In [1]:
%pylab inline
import matplotlib.pyplot as plt
import tensorflow as tf
import numpy as np
import numpy.random as rng
import pandas.io.data as web
import numpy as np
import pandas as pd


Populating the interactive namespace from numpy and matplotlib

In [2]:
def get_prices(symbol):
    start, end = '2007-05-02', '2016-04-11'
    data = web.DataReader(symbol, 'yahoo', start, end)
    data=pd.DataFrame(data)
    prices=data['Adj Close']
    prices=prices.astype(float)
    return prices

def get_returns(prices):
        return ((prices-prices.shift(-1))/prices)[:-1]
    
def get_data(list):
    l = []
    for symbol in list:
        rets = get_returns(get_prices(symbol))
        l.append(rets)
    return np.array(l).T

def sort_data(rets):
    ins = []
    outs = []
    for i in range(len(rets)-100):
        ins.append(rets[i:i+100].tolist())
        outs.append(rets[i+100])
    return np.array(ins), np.array(outs)

In [3]:
symbol_list = ['C', 'GS']
rets = get_data(symbol_list)
ins, outs = sort_data(rets)
ins = ins.transpose([0,2,1]).reshape([-1, len(symbol_list) * 100])
div = int(.8 * ins.shape[0])
train_ins, train_outs = ins[:div], outs[:div]
test_ins, test_outs = ins[div:], outs[div:]

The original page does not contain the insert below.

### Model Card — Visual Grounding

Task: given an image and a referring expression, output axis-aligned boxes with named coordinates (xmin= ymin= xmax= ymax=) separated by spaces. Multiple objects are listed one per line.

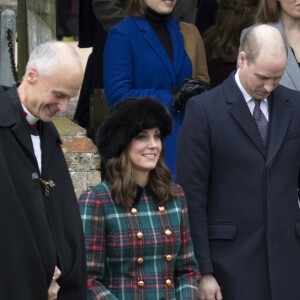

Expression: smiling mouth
xmin=143 ymin=153 xmax=157 ymax=158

#normalize inputs (this is new but not specific to PG; you should always normalize inputs)
train_ins, test_ins = train_ins/np.std(ins), test_ins/np.std(ins)

In [4]:
sess = tf.InteractiveSession()

In [11]:
positions = tf.constant([-1,0,1]) #long, neutral or short
num_positions = 3

x = tf.placeholder(tf.float32, [None, len(symbol_list) * 100])
y_ = tf.placeholder(tf.float32, [None,  len(symbol_list)])

W = tf.Variable(tf.random_normal([len(symbol_list) * 100, num_positions * len(symbol_list)]))
b = tf.Variable(tf.random_normal([num_positions * len(symbol_list)]))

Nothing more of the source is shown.